At the gym on the stepper the guy next to me gave a 20 minute long hate speech against the neo-cons and George W. Nothing much to disagree with there.
But it came to me that the real difficulty the US now faces is that the institutions and ideology that were developed here after the successful 1776 Revolution (which was really not a revolution but an irredentist struggle) and which basically have served it very well during two centuries and more of continually increasing power and wealth are not going to serve it so well over the next two centuries as its power and wealth decline, at least comparatively.
What worked on the way up needn't work on the way down.
It's not just that 'founding' institutions and ideology did not emphasise efficiency or community support: they emphasised 'freedom,' constitutionalism and individualism.

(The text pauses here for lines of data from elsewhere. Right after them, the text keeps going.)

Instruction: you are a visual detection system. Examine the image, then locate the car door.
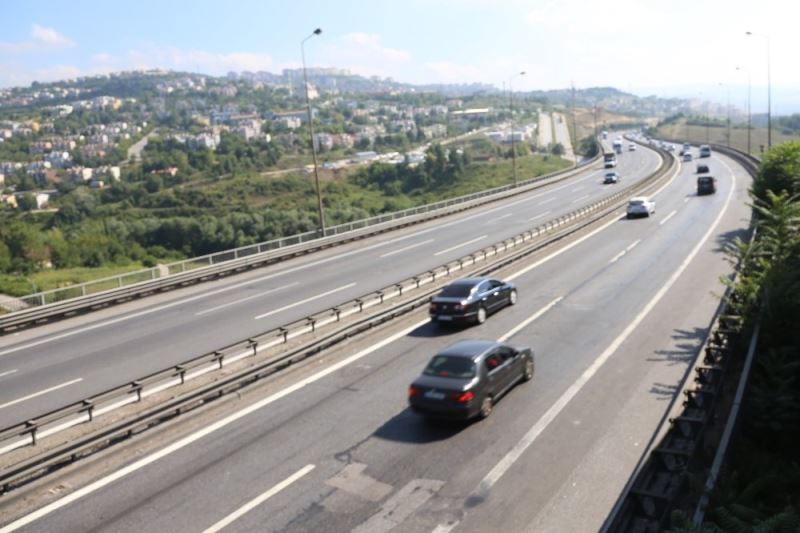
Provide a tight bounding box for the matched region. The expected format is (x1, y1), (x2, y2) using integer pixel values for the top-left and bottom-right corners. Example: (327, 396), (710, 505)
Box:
(487, 279), (505, 311)
(494, 346), (522, 392)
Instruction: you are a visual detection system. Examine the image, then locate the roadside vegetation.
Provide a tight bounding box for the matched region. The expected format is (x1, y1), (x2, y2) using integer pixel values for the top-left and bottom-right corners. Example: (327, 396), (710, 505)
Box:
(0, 141), (569, 296)
(672, 142), (800, 533)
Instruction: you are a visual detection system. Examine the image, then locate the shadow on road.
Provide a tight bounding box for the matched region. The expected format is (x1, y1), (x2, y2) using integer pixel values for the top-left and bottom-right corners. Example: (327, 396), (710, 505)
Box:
(374, 409), (470, 444)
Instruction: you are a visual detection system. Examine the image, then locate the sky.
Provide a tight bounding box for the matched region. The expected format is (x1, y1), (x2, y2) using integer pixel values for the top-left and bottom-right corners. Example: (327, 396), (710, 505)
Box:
(0, 0), (800, 113)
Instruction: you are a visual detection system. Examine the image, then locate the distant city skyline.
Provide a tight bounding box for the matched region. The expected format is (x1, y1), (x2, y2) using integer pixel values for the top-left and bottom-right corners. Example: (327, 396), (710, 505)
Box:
(0, 0), (800, 113)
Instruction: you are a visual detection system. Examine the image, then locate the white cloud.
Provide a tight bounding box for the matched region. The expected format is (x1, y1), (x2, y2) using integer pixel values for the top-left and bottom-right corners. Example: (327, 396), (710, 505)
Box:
(314, 32), (411, 77)
(0, 24), (75, 55)
(31, 24), (75, 48)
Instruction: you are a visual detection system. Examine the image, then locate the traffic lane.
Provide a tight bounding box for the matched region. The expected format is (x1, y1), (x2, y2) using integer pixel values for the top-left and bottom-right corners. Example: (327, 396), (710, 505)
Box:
(0, 147), (655, 424)
(0, 141), (657, 361)
(9, 151), (740, 532)
(456, 159), (747, 531)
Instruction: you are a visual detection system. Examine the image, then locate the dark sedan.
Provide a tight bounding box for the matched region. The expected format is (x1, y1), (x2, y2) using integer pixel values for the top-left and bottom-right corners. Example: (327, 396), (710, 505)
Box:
(408, 340), (534, 420)
(429, 278), (517, 324)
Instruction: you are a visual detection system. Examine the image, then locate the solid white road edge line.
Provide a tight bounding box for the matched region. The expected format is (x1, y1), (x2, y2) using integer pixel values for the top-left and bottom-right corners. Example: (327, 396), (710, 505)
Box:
(381, 239), (435, 257)
(625, 239), (642, 252)
(608, 250), (628, 265)
(0, 378), (83, 409)
(434, 149), (736, 529)
(658, 209), (678, 226)
(255, 281), (356, 320)
(0, 148), (677, 533)
(203, 465), (314, 533)
(527, 211), (550, 222)
(433, 235), (489, 255)
(194, 281), (300, 316)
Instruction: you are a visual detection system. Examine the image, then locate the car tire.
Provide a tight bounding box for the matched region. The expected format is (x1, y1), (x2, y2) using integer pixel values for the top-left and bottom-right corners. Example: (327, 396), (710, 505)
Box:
(475, 306), (486, 324)
(478, 394), (494, 419)
(522, 358), (535, 381)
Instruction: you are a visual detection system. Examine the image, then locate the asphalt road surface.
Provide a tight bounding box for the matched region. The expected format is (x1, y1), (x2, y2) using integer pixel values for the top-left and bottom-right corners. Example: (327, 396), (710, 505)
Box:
(0, 145), (749, 533)
(0, 142), (660, 427)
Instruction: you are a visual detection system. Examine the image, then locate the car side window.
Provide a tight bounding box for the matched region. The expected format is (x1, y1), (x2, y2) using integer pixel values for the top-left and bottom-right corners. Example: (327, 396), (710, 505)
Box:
(495, 346), (517, 363)
(485, 353), (503, 374)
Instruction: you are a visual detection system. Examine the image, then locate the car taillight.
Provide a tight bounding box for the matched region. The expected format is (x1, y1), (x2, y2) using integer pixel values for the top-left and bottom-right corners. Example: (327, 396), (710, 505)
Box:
(455, 391), (475, 403)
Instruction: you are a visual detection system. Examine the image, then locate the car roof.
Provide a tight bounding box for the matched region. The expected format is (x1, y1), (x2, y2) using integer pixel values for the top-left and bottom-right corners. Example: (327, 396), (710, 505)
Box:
(436, 339), (500, 359)
(448, 278), (492, 285)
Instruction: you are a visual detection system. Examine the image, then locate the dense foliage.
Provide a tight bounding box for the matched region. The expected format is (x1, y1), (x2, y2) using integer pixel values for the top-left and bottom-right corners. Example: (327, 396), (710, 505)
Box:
(673, 142), (800, 532)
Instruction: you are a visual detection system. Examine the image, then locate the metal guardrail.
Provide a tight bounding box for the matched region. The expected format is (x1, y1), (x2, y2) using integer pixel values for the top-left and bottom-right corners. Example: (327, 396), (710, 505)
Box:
(0, 152), (599, 333)
(601, 140), (759, 533)
(0, 145), (676, 494)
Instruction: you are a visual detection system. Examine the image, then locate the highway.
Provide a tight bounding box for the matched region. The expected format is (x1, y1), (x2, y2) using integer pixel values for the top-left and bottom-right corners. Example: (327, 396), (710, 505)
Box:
(0, 150), (750, 533)
(0, 144), (660, 427)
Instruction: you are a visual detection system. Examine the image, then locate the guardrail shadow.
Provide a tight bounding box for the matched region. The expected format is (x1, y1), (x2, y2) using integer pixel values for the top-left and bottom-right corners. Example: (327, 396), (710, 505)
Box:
(408, 321), (462, 339)
(373, 408), (472, 444)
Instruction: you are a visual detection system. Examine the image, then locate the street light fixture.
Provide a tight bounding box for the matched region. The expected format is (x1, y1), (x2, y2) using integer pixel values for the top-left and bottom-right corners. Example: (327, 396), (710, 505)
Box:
(508, 70), (525, 187)
(736, 67), (752, 154)
(745, 31), (772, 150)
(300, 28), (325, 237)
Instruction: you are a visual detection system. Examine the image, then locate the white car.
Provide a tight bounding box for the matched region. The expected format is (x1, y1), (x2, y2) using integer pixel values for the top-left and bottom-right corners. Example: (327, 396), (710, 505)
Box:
(626, 196), (656, 218)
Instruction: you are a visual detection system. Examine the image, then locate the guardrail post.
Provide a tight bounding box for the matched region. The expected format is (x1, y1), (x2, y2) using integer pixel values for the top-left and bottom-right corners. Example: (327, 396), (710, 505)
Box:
(175, 365), (186, 385)
(82, 400), (94, 422)
(25, 420), (39, 446)
(131, 381), (142, 402)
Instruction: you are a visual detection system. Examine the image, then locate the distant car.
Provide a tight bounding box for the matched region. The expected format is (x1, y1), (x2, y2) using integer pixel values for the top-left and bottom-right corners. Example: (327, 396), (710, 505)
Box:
(697, 176), (717, 196)
(428, 278), (517, 324)
(626, 196), (656, 218)
(408, 340), (534, 420)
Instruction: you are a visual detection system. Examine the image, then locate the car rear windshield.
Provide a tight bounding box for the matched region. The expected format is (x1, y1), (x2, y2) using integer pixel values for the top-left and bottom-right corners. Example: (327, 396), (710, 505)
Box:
(439, 283), (475, 298)
(422, 355), (475, 379)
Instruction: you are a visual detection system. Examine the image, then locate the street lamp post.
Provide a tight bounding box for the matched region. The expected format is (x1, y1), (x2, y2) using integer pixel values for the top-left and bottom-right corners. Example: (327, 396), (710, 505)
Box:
(508, 70), (525, 187)
(745, 31), (772, 150)
(300, 28), (325, 237)
(736, 67), (752, 154)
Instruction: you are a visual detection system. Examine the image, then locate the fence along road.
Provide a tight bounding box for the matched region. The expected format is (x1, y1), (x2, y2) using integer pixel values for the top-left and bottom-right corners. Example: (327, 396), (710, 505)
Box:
(0, 147), (749, 531)
(0, 143), (660, 427)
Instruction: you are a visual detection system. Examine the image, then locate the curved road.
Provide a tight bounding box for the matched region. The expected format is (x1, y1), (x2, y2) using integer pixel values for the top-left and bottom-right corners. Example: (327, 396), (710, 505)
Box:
(0, 145), (749, 533)
(0, 144), (660, 427)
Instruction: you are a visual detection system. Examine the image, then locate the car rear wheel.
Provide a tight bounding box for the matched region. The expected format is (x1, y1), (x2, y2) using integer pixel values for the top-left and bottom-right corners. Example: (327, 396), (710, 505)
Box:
(522, 359), (533, 381)
(478, 394), (494, 418)
(508, 289), (517, 305)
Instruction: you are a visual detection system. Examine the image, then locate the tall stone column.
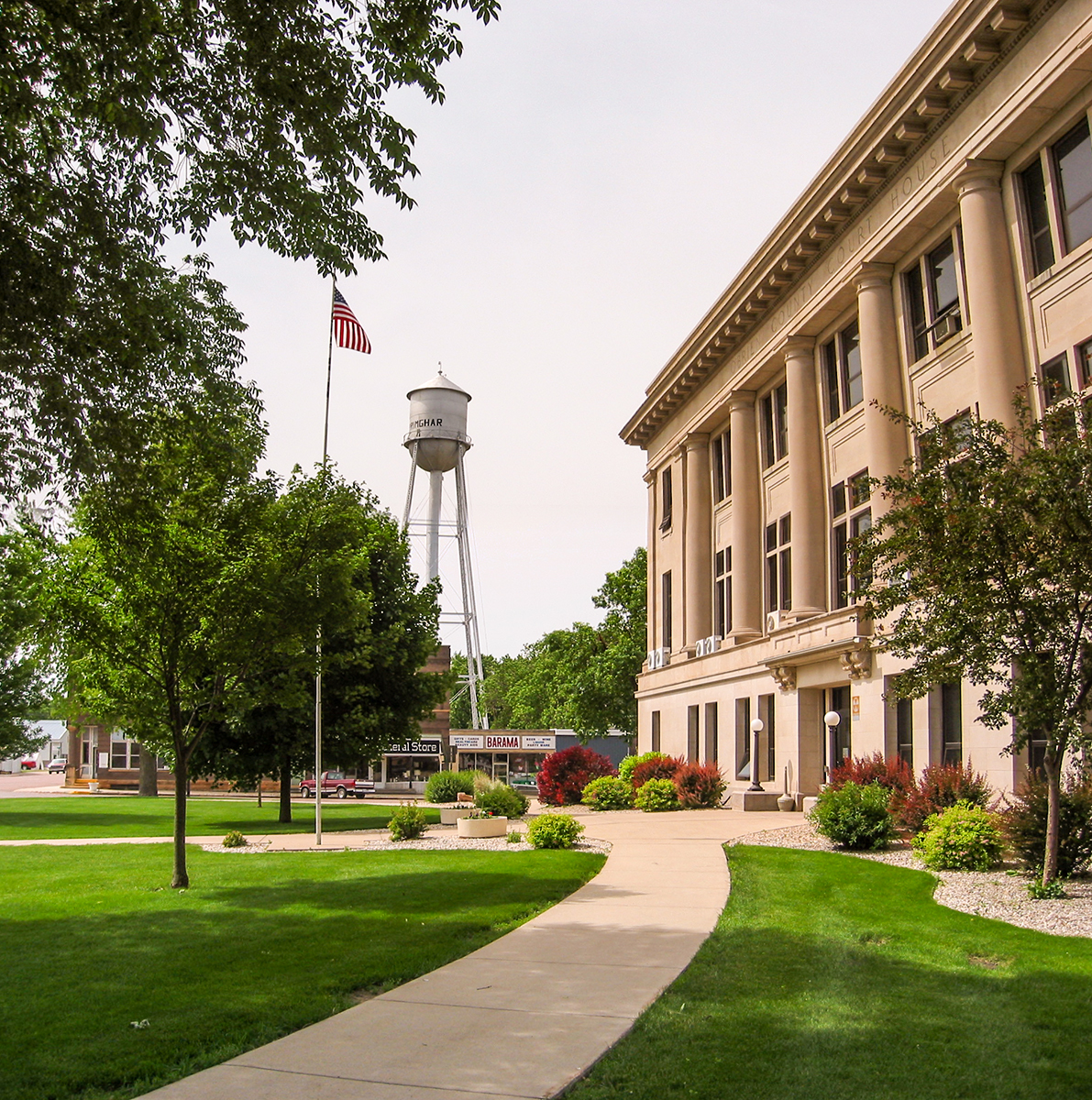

It's that the US has never really be able to affirm the role of the state as the administrative expression of society. In times when all social resources have to managed tightly both because the market cant achieve largescale improvements in individual lives and because other nations are gaining power and influence and, presumably, because natural resources are becoming more expensive, then a wholly legitimated state becomes crucial
Yet I suspect that these are not values that help most when there's a need to confront serious limits and competition in relation to growth. This is a scary thought, since, if accepted, it would lead to a stronger state here, and while a stronger state could certainly implement more egalitarianism and more environmental sanity, for instance, it could also reduce the kind of chaos that means that America can't actually win wars like those against Vietnam and Iraq. And America, like most continental nations, does not really have much experience in building an effective and responsive strong state.